The conclave witnessed for the first time women cops seeking changes in infrastructural facilities like sanitary pad disposers and incinerators, hostels with exclusive spaces for women, mobile female toilet facilities as majority women while on patrolling or bandobast duty eschew consumption of water so as to avoid toilets, which results in urinary tract infections.
The issues of ergonomics
Apart from the changes sought for a gender-friendly environment, questions were raised about the modes of training and efficacy of the equipment provided to women while carrying out their duties.

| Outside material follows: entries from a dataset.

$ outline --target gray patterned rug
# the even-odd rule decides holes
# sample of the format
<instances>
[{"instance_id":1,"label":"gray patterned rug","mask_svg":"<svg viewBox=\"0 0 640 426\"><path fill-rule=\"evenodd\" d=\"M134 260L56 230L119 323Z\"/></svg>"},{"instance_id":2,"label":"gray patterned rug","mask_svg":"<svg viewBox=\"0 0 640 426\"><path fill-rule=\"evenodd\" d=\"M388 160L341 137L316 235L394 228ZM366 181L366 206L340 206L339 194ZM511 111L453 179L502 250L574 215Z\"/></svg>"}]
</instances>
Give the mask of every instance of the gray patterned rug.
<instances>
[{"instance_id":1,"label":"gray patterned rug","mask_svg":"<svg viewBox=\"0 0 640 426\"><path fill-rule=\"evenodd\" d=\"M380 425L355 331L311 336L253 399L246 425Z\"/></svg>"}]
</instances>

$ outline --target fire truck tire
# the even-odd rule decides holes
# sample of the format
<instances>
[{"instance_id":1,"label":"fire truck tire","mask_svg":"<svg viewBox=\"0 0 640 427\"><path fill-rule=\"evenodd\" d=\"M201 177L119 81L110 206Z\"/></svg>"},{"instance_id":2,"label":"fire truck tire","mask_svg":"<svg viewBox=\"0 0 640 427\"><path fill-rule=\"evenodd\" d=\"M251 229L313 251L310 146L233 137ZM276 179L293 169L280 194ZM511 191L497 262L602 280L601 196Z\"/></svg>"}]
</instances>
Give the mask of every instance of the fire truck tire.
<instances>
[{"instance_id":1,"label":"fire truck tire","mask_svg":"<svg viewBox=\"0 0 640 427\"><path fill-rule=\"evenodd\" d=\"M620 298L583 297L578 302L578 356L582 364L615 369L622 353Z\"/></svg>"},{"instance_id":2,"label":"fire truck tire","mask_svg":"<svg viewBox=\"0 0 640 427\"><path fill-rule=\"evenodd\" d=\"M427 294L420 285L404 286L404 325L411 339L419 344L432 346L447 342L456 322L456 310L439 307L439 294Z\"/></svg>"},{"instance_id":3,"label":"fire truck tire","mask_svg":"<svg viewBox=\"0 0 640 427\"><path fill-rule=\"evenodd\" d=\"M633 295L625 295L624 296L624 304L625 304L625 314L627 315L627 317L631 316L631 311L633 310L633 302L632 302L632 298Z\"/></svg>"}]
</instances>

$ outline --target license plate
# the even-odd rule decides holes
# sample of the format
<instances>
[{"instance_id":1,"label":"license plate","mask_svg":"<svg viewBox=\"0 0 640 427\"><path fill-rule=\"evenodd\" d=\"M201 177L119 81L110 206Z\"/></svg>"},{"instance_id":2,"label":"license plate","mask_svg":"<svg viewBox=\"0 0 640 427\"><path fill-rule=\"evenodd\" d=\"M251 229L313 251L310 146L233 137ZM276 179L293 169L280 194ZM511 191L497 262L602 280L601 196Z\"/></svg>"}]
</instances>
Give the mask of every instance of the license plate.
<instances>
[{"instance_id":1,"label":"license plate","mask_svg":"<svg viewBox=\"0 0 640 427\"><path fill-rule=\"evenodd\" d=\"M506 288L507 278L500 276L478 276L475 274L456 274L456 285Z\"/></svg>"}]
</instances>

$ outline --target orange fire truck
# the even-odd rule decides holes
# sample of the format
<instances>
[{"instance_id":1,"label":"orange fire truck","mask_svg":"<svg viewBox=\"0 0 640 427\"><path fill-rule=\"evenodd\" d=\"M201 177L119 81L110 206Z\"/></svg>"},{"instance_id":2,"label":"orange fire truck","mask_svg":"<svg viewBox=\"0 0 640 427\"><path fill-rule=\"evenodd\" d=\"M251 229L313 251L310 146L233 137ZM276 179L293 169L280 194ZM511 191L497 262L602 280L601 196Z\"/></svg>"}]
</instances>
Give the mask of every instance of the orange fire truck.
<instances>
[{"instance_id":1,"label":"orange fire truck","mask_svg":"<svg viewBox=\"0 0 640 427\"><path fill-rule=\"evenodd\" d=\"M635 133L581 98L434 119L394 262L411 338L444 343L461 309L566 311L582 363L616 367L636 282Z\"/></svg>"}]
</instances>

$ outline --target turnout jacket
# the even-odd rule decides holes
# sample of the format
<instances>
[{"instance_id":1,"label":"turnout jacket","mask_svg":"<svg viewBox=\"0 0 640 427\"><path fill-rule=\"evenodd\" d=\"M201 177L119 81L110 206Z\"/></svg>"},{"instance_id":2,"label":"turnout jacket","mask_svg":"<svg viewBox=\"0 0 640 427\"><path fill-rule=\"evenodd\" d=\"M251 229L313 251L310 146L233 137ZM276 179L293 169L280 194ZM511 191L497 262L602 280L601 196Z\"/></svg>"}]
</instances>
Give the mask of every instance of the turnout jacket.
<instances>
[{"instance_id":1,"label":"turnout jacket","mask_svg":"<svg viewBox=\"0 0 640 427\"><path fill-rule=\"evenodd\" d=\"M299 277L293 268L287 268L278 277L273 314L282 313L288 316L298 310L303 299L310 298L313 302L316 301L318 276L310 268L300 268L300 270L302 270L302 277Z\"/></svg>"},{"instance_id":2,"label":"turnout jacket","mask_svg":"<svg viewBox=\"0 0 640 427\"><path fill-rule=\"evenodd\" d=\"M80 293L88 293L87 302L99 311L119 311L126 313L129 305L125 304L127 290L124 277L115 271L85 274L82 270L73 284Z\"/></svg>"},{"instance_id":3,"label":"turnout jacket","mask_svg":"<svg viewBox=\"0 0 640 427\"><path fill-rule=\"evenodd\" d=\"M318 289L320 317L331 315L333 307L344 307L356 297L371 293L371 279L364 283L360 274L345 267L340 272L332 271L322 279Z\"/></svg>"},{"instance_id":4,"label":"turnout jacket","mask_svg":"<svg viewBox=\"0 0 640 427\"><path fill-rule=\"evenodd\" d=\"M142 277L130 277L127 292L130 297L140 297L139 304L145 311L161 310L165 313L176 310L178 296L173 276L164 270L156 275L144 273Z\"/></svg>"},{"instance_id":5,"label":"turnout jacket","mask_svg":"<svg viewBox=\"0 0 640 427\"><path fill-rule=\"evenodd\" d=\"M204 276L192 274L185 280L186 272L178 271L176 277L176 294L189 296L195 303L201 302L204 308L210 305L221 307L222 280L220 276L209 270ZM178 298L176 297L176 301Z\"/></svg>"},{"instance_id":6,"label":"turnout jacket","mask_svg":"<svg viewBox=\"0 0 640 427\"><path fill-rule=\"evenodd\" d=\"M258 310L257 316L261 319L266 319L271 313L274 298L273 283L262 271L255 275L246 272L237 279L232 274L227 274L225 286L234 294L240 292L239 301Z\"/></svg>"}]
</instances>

Most women cops concur that gears like bullet proof jackets, helmet, fire-arms need urgent ergonomic design changes that are suited to the woman’s anatomy. A study of over 300 women personnel revealed that wearing gears provided to the forces are tailor-made keeping men in mind (https://bprd.nic.in).
According to women constables, it was not just the bullet proof jackets, which acts like straitjackets resulting in breathlessness and pain, even other body-protection gear like helmet, lath, belt, shoes and shield need to undergo ergonomic changes when it is to be provided to women personnel.
The study pointed out that in West it is mandatory to provide gender specific equipment like helmets which has space to accommodate long hair and hands free belt for firearms and attachments.
The impracticality of the man-centric equipment is not confined to body-gears, even shape of firearms need to be reworked as a woman’s palms are small, many a time they are unable to have a full-grip with fingers on the trigger guard, the study pointed out, with a conclusion that an atmosphere which aggravates stress will adversely affect efficiency emphasising, “…and if a woman personnel spends 80 per cent of her time thinking of the uncomfortable environment and facilities, then how will she perform her duty?”